Cinefilia: Álamo (2004)

O remake da história do cerco de treze dias que, de 23 de Fevereiro a 6 de Março de 1836, opôs texanos a mexicanos na missão espanhola de San António de Bexar, inicialmente representada em 1960 por John Wayne, no duplo papel de actor (Davy Crockett) e realizador, está pessimamente traduzida como se pode observar logo no prólogo: “The Alamo was established as a Spanish mission in 1718. For more than a century armed conflict deprived it of its sacred purpose.

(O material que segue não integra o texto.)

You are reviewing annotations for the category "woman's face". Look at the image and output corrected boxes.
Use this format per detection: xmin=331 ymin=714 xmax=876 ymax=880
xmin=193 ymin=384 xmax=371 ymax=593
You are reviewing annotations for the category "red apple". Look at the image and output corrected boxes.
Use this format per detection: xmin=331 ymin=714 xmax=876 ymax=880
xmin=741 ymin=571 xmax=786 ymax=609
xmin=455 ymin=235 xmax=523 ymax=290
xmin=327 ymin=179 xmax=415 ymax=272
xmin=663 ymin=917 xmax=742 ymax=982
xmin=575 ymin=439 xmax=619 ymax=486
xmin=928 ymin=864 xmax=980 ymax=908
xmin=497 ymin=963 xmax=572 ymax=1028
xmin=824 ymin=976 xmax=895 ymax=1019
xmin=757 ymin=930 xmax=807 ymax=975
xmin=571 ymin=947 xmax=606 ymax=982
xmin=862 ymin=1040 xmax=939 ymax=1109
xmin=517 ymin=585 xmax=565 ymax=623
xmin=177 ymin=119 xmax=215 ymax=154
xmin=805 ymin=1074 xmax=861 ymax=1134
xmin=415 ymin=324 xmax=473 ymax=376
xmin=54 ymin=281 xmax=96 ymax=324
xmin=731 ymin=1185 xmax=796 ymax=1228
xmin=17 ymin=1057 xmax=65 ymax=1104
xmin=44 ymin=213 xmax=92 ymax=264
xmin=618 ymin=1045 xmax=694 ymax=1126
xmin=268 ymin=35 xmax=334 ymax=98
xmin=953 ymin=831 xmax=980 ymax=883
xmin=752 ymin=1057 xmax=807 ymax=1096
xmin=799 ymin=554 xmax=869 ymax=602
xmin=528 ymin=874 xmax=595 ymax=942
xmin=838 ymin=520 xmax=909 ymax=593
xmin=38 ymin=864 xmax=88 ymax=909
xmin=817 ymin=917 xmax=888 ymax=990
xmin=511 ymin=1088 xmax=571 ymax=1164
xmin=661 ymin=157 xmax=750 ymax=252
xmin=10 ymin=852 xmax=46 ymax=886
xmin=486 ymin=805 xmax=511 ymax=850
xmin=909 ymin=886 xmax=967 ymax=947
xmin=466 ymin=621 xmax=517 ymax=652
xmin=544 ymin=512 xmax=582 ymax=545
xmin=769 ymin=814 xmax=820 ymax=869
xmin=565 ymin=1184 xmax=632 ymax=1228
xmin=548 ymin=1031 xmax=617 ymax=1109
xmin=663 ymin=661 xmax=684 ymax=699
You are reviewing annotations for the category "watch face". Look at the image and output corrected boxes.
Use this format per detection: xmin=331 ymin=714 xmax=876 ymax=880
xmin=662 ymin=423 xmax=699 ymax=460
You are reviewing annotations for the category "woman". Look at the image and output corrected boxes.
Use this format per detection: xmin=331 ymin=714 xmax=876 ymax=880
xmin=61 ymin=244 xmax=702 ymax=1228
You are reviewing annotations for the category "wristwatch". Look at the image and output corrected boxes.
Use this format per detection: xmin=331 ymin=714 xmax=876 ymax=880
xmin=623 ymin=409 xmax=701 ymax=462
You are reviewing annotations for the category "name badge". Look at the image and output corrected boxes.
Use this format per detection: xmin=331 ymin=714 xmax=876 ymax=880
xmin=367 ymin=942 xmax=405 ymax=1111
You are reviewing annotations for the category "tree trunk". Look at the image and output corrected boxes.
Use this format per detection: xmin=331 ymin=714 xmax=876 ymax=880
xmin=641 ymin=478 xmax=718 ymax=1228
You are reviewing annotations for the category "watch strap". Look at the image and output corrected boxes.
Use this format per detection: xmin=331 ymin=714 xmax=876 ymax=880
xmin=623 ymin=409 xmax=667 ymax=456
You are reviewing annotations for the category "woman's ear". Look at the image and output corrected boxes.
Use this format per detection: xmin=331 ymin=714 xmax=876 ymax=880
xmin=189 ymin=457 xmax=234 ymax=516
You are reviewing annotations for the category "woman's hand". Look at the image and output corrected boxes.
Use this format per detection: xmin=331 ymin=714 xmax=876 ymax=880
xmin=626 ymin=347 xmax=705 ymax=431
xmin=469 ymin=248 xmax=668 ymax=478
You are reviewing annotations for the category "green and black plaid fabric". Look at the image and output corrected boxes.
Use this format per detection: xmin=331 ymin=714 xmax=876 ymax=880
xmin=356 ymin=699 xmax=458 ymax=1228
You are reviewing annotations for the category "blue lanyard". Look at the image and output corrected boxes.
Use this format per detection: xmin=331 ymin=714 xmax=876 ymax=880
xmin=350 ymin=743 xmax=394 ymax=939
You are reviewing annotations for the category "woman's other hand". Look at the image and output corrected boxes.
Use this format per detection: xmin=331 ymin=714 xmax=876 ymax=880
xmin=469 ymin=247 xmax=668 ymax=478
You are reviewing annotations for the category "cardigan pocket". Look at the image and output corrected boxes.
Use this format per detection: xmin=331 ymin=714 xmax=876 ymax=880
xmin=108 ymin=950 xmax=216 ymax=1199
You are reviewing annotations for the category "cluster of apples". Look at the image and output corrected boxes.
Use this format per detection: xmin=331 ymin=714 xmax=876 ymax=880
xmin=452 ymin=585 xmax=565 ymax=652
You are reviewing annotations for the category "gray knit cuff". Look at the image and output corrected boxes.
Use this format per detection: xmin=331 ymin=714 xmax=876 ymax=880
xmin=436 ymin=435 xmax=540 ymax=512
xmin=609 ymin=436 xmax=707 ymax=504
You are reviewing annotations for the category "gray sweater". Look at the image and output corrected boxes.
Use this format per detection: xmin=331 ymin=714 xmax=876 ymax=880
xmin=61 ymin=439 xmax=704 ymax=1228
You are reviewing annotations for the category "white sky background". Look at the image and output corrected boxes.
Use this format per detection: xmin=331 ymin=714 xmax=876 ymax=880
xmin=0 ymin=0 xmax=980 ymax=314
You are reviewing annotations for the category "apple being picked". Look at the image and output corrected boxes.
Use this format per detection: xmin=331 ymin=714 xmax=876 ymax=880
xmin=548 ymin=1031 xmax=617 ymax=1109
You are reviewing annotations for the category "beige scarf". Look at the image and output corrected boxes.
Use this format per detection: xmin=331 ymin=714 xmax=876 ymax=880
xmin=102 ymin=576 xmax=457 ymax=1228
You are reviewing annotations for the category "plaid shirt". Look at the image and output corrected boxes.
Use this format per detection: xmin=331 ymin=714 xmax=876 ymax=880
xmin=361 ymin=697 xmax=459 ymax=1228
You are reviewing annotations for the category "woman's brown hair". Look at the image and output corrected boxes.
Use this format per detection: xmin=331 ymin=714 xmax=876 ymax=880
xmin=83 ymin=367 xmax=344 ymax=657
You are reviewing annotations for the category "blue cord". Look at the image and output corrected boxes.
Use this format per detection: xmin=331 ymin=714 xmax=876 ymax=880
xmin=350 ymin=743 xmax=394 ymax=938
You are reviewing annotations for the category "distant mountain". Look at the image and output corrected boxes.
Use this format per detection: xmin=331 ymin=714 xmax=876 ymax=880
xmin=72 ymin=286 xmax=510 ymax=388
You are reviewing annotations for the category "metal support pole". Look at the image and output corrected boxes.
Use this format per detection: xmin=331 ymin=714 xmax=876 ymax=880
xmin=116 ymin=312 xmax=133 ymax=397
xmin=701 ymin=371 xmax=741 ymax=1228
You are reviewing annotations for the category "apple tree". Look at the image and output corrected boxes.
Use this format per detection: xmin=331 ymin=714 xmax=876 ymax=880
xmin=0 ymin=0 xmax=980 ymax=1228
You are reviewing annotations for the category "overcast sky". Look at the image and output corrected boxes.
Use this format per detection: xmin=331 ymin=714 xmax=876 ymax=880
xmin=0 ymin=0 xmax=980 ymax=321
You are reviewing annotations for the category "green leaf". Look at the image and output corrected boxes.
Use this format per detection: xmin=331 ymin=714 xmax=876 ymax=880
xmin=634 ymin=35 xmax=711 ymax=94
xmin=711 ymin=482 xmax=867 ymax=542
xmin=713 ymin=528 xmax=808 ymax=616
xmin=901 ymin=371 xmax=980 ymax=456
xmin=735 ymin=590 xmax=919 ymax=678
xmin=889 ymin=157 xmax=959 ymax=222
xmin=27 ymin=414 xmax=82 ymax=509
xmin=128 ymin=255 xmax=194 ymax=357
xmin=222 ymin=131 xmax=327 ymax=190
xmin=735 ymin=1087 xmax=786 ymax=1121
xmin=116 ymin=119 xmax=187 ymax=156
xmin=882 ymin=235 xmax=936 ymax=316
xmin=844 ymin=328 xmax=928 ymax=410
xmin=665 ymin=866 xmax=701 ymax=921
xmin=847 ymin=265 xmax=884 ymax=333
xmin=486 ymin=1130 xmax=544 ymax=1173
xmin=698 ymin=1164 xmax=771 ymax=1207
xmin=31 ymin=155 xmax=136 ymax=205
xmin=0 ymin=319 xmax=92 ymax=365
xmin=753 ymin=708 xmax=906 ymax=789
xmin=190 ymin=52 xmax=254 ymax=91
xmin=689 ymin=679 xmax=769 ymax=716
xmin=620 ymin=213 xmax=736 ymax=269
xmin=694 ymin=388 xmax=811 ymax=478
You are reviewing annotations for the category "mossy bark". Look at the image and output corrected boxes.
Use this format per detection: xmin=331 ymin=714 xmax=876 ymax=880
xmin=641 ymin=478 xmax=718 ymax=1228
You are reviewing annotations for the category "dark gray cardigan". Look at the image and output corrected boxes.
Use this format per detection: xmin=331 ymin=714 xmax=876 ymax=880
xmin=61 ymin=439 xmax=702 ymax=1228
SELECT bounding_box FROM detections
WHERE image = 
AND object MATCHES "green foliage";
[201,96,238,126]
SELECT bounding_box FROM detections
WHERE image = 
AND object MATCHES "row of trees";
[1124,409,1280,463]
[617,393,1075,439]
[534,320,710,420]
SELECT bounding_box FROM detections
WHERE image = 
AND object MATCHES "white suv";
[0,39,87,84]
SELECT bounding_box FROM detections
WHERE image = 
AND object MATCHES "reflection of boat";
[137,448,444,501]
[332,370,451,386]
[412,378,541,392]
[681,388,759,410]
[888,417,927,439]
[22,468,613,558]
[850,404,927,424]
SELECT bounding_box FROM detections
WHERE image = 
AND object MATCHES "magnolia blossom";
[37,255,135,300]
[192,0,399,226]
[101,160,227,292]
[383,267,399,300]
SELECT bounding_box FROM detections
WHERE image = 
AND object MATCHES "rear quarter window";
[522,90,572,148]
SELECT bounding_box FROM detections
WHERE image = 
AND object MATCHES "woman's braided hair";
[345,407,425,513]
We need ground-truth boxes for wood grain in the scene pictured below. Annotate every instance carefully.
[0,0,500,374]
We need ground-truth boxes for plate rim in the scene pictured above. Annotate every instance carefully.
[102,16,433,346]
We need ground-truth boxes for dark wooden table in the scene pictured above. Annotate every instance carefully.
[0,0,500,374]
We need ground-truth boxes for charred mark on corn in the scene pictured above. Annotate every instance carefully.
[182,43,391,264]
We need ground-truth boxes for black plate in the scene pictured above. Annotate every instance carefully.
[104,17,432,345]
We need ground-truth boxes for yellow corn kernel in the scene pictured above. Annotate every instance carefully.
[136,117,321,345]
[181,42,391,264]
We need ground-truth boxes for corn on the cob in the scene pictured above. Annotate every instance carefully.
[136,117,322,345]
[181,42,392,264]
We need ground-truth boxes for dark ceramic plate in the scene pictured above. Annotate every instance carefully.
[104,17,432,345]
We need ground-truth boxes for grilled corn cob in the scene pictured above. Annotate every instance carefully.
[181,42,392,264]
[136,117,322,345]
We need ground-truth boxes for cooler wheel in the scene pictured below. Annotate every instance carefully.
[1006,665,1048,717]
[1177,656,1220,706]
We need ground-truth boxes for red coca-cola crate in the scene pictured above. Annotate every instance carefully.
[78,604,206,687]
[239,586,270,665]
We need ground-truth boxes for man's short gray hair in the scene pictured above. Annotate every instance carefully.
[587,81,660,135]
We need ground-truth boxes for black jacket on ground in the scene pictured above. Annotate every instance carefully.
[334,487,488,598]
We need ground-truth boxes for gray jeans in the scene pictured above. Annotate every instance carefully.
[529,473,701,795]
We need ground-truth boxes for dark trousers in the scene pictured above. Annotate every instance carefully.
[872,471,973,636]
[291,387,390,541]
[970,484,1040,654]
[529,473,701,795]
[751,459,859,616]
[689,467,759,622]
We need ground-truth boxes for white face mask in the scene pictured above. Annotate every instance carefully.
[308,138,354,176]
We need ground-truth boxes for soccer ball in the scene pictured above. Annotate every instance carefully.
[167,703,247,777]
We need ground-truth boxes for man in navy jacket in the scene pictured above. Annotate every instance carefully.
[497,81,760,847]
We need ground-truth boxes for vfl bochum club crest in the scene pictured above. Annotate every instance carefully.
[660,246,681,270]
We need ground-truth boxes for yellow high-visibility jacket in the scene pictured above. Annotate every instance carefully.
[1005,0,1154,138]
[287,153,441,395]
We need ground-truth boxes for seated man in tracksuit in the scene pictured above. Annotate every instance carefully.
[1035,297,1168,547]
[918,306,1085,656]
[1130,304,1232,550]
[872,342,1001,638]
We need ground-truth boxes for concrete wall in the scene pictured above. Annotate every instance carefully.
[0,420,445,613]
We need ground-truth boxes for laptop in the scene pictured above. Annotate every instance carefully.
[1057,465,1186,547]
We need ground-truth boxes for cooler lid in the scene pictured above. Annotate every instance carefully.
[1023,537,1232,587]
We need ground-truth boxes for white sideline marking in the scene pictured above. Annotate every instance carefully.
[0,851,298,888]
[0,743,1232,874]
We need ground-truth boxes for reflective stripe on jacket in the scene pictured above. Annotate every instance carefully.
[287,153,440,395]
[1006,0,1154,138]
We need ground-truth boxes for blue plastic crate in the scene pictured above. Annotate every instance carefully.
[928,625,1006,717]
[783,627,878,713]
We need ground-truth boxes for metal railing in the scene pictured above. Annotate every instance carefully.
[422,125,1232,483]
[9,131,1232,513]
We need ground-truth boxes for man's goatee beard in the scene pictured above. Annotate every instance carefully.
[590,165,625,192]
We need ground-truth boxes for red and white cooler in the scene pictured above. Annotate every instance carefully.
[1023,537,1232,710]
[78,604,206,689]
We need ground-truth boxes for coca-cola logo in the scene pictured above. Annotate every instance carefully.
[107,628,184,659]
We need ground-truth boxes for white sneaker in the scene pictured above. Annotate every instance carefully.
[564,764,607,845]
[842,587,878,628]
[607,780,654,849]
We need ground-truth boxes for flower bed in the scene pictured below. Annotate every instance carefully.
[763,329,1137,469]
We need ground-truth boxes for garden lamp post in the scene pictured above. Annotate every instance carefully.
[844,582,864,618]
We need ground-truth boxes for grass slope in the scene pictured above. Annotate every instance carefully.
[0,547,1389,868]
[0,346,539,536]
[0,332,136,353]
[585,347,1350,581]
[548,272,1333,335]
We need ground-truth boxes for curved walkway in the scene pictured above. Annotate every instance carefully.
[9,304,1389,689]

The church became a makeshift fortification against marauding Indians, rebels, and a succession of conquering armies. Location, proximity to settlements, and perhaps even fate made the Alamo a crossroads for siege and battle.” (“Álamo foi estabelecida como missão espanhola em 1718. Durante mais de um século, o conflito armado foi destituído do seu objectivo sagrado. A igreja tornou-se uma fortificação temporária contra ladrões índios, rebeldes e uma sucessão de exércitos conquistadores. A localização, a proximidade das colónias e até mesmo o destino, fez de Álamo uma encruzilhada de cercos e combates.”) No entanto, os diálogos, as sequências de planos, sem repetições da perspectiva, e o bem representado guarda-roupa da época, envergado pelos muitos figurantes, são fiéis à representação histórica, bem documentado nas idiossincrasias de Sam Houston (Dennis Quaid), Davy Crockett (Billy Bob Thornton), Jim Bowie (Jason Patric) e William Travis (Patrick Wilson). The Alamo / Álamo (2004), John Lee Hancock, é um filme épico muito bom. E "as goes the Alamo, so goes the Texas".